Zukunft sichern, Arbeit gestalten

Berufe im demografischen Wandel

  • Stand: Oktober 2013
  • Verfügbarkeit: Verfügbar
  • Artikel-Nr.: 2263

Broschüre

Im Vordergrund schaut eine ältere Beschäftigte auf die Tastatur vor sich, im Hintergrund besprechen sich zwei Kollegen mit einer Kollegin. © Yuri Arcurs / www.fotolia.com

Zunehmende Rekrutierungsschwierigkeiten in einigen Berufsfeldern stellen Unternehmen und Organisationen vor neue Herausforderungen: Fachkräfteengpässe können zu Wertschöpfungsverlusten und auch zu Wettbewerbsnachteilen führen. Dabei stehen wir in Deutschland erst am Anfang eines Verknappungsprozesses des Erwerbspersonenpotenzials, der sich im Zuge des Demografischen Wandels auf immer mehr Berufe auswirken wird.
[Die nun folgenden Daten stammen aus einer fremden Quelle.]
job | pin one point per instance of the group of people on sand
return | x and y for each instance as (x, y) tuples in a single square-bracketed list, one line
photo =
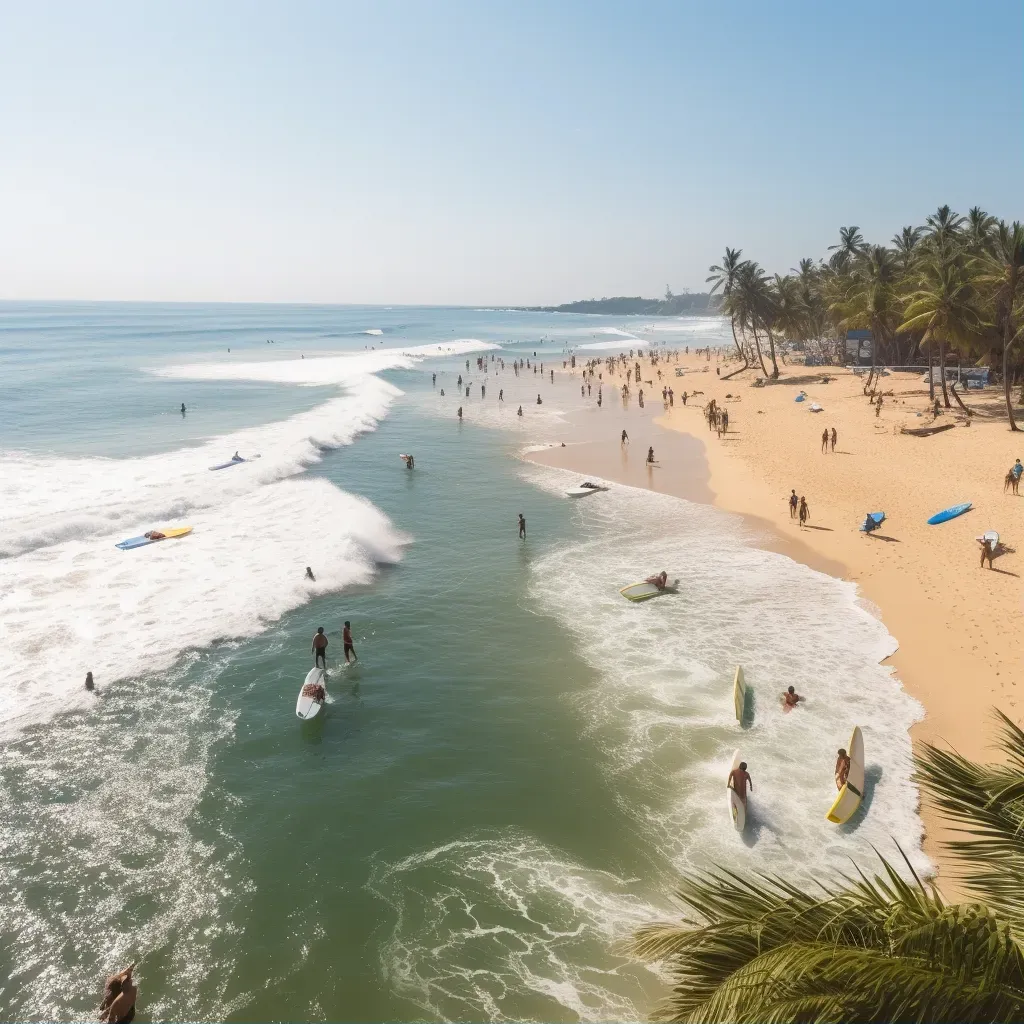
[(799, 509)]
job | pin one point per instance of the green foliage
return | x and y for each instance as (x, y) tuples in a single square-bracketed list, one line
[(880, 948)]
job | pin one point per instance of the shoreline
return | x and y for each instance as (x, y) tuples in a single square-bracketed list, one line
[(924, 584)]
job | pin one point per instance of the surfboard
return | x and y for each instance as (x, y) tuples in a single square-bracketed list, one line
[(950, 513), (233, 462), (643, 591), (737, 810), (141, 542), (739, 693), (853, 793), (879, 517), (583, 492), (307, 707)]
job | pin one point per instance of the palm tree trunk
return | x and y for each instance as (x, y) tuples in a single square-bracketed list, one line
[(757, 345), (1008, 341), (771, 346), (931, 369), (942, 369)]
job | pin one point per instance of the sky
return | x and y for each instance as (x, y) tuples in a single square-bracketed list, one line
[(484, 153)]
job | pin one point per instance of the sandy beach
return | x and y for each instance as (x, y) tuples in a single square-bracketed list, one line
[(952, 620)]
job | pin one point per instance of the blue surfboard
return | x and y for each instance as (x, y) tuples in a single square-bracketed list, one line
[(949, 513)]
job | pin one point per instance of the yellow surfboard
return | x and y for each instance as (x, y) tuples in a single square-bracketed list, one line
[(853, 793)]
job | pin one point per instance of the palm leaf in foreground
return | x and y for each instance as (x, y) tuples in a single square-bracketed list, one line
[(870, 949), (986, 804)]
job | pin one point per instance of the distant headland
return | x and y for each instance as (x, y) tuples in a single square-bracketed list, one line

Die Früherkennung von Fachkräfteengpässen wird unerlässlich, um auf unternehmerischer und politischer Ebene gegenzusteuern.

Im Sommer 2011 beauftragte das Bundesministerium für Arbeit und Soziales im Rahmen der Initiative Neue Qualität der Arbeit eine Studie zum Fachkräftemangel in Deutschland. Im Rahmen des zweijährigen Projektes "Work & Age: Branchen und Berufe im Wandel" wurde eine standardisierte, vergleichende Analyse zwölf ausgewählter Berufe (Teil 1) und eine Untersuchung von Faktoren, die fortgesetzte Erwerbstätigkeit im Alter begünstigen (Teil 2) durchgeführt. Die vorliegende Publikation fasst die Ergebnisse aus dem ersten Projektteil zusammen. Das Ziel war, die bestehende Diskussion über Fachkräfteengpässe durch neue Aspekte zu vertiefen und dadurch für Unternehmen und die Politik voranzubringen.

Die Broschüre enthält standardisierte, kompakte Profile von Fertigungsberufen, MINT-Berufen, Gesundheits- und Pflegeberufen sowie kaufmännische Berufen, die im Kern eine innovative Untersuchung berufsspezifischer Alterungstrends beinhalten. Darauf baut eine indikatorenbasierte Verfügbarkeitsanalyse von Fachkräften auf. Der detaillierte Blick auf Berufsordnungen erlaubt neue Erkenntnisse und wirtschaftspolitische Schlussfolgerungen.